While I can’t do much at a personal level to prevent the next pandemic, it’s important to take the good things we can contemplate in quarantine and recognize a few corrective actions we might need to take. I’ve decided to take the following steps in both my personal and professional life:
Lower our family’s fixed monthly expenses. Have you evaluated how many monthly subscriptions you have? It can be surprising when you list them all out. Sure, streaming services are important during quarantine, but really consider which are essential. Refinance our mortgage thanks to lower rates. There’s good progress here, as I locked in a 1% reduction in our interest rate with no closing costs (thanks USAA). Practice patience. I am inherently a very impatient person, and that serves less of a purpose now than ever. Balance work and rest. Work is a part of life, so I don’t believe in a work/life balance. Instead, I view the need for a work/rest balance, though I’m generally awful at it. I’m taking this time to truly enforce these boundaries and pace my daily work. Gain perspective. Through it all, I’m continually focusing on my own situation versus others and deciphering ways to help. Bottom line
Quarantine is hard, regardless of your situation.

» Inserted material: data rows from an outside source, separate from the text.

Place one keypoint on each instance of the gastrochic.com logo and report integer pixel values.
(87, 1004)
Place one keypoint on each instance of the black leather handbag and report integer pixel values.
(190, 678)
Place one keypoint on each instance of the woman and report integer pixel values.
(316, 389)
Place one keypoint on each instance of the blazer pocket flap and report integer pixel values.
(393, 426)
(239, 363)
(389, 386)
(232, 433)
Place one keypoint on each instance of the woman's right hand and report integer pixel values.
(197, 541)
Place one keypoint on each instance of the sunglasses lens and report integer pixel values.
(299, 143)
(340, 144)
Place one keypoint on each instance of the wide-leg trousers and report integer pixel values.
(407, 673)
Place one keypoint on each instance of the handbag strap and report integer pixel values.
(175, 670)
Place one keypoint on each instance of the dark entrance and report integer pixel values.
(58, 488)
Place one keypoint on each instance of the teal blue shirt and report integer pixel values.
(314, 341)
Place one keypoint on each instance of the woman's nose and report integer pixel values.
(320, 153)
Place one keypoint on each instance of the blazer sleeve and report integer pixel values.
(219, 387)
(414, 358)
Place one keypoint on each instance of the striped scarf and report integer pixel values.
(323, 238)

I recognize I am very fortunate in that I have my job, my family and a stable household, but this new reality creates challenges across the board. This will likely continue for weeks — or months — to come, so we should focus on the positive as much as we can.
Having no flights and no hotels booked is strange, and I will certainly hit the road hard when travel returns. For now, however, I’ll enjoy my life holed up in Georgia, including some more backyard camping and continued appreciation for how good we have it.
If you’re currently struggling mentally or physically, there are resources and avenues of help available. Don’t supress these feelings — please reach out to a friend or family member. If you don’t feel like there’s anyone to help you, I have personally used betterhelp.com and found wonderful, licensed professionals there who can help. We all need to lean on each other during these uncertain times, so take the opportunity to explore what this means for you and your loved ones.